While the puzzle creator may intend for the funds to be claimed by cracking the key, that doesn’t automatically make it legal. Most jurisdictions don’t recognize brute-forcing as a valid way to transfer ownership. It’s still technically unauthorized access under computer crime laws. The creator’s forum posts might show intent, but unless they structured this as a binding contract or explicit waiver, the law could still view solvers as committing theft. In practice, nobody gets prosecuted because  is pseudonymous and the creator isn’t complaining, but that doesn’t make it legally safe.
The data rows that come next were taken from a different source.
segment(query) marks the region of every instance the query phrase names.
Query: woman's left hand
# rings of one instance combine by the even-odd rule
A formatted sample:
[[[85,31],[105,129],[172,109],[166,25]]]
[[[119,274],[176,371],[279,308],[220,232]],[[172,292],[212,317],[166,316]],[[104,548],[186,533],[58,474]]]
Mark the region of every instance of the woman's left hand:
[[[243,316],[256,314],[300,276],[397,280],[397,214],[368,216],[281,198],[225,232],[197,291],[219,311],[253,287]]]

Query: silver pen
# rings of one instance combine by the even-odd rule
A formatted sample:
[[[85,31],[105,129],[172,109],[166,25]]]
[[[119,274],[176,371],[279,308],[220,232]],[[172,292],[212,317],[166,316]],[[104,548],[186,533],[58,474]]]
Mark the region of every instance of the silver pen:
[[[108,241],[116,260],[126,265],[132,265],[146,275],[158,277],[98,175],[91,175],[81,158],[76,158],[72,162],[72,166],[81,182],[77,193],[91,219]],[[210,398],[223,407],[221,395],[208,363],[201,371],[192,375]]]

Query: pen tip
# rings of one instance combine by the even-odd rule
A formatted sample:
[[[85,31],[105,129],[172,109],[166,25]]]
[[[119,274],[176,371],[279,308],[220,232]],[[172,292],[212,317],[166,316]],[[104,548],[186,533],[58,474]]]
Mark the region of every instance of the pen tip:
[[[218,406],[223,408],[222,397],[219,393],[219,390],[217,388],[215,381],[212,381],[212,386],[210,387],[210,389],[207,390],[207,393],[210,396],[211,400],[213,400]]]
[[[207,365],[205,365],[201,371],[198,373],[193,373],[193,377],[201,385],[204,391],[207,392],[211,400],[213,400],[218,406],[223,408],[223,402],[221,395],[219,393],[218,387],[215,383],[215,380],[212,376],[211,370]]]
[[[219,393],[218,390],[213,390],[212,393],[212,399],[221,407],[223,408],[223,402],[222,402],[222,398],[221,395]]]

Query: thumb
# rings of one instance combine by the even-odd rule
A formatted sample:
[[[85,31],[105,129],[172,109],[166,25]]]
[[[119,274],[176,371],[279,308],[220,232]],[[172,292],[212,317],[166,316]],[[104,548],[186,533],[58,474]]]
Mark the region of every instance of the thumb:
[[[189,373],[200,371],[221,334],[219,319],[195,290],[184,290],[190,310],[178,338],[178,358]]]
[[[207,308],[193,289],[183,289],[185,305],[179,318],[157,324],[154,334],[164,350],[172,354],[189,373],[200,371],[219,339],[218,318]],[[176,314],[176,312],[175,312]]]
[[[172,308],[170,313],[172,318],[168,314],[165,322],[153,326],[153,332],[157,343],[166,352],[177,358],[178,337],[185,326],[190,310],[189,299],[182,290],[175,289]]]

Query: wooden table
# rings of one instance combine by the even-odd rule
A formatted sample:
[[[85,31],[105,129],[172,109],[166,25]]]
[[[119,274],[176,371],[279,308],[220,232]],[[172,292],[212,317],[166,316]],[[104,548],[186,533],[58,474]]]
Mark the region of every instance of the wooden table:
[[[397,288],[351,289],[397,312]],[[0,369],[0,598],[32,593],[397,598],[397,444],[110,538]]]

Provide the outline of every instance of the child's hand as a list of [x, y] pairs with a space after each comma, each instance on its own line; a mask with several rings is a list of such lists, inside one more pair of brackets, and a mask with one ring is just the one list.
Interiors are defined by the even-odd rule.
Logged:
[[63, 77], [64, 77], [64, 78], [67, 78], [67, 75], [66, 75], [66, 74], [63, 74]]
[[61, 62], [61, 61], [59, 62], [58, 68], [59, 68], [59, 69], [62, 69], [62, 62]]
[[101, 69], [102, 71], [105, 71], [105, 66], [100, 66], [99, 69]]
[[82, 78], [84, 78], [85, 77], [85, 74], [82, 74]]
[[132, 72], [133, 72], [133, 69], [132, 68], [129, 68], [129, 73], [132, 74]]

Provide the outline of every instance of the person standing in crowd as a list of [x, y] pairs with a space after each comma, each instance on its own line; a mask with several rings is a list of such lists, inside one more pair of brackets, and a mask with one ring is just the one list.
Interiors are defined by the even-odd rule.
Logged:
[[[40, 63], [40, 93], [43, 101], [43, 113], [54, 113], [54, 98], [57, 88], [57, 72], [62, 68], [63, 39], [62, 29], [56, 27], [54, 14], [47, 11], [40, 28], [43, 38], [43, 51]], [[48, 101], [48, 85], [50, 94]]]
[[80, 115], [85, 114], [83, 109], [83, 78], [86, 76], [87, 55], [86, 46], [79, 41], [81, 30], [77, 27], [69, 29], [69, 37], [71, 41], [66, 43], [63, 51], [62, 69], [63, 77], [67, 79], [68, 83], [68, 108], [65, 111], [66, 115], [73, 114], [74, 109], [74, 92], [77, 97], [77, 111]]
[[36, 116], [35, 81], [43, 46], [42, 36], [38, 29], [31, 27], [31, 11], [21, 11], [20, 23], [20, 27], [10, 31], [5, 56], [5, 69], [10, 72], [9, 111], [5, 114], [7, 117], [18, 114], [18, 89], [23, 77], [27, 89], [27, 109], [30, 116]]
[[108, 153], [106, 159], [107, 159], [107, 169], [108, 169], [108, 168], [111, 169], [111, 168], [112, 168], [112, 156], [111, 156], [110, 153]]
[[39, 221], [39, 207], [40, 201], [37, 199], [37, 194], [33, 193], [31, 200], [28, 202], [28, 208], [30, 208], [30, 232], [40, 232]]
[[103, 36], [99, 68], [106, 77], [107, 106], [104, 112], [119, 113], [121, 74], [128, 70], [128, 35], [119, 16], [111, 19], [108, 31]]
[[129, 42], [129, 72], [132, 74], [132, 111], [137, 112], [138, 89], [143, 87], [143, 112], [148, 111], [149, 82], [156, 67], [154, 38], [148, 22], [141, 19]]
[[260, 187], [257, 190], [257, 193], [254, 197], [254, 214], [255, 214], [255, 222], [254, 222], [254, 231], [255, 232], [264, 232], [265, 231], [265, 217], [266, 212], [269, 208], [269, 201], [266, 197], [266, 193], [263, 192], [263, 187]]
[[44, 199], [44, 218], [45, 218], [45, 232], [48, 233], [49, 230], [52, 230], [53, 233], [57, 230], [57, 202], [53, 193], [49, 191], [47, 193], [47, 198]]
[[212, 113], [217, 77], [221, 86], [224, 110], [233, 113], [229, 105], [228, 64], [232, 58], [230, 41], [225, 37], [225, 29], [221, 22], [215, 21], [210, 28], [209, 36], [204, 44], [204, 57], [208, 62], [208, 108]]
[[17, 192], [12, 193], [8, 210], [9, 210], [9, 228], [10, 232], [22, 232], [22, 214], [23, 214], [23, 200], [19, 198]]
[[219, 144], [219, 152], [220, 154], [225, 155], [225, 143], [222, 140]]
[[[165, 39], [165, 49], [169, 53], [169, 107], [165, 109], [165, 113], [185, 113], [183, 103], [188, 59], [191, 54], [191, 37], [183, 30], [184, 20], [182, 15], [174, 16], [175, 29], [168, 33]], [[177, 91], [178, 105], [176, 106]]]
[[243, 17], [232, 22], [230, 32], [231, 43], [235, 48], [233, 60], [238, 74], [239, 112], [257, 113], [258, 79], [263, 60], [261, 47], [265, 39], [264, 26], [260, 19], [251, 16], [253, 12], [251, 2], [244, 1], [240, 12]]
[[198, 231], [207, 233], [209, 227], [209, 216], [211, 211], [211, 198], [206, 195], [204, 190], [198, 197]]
“Unauthorized access” only occurs when you defeat a safeguard without the owner’s permission.
The puzzle creator has already said “first to crack the key keeps the coins,” which is explicit consent, exactly like a bug-bounty program inviting you to hack their test server. Contract law treats that as a unilateral offer: perform the task, keep the reward. Once consent is public, brute-forcing the key is neither theft nor computer misuse, because the owner has waived exclusivity and the only “system” you touch is the open blockchain.

Here:
Computer Fraud and Abuse Act — 18 U.S.C. § 1030(a): every CFAA offense hinges on accessing a computer “without authorization” or “exceeding authorized access.” If the owner invites you to try, that element is missing. https://www.law.cornell.edu/uscode/text/18/1030

And there:
DOJ charging policy for the CFAA (19 May 2022): prosecutors are told not to bring charges for “good-faith security research” when the owner has authorized the activity. https://www.justice.gov/archives/opa/pr/department-justice-announces-new-policy-charging-cases-under-computer-fraud-and-abuse-act

[Akito S. M. Hosana]

While the puzzle creator may intend for the funds to be claimed by cracking the key, that doesn’t automatically make it legal. Most jurisdictions don’t recognize brute-forcing as a valid way to transfer ownership. It’s still technically unauthorized access under computer crime laws. The creator’s forum posts might show intent, but unless they structured this as a binding contract or explicit waiver, the law could still view solvers as committing theft. In practice, nobody gets prosecuted because  is pseudonymous and the creator isn’t complaining, but that doesn’t make it legally safe.

Okay, I admit it, I'm a criminal in the making. I have to admit, I'm not very good at this.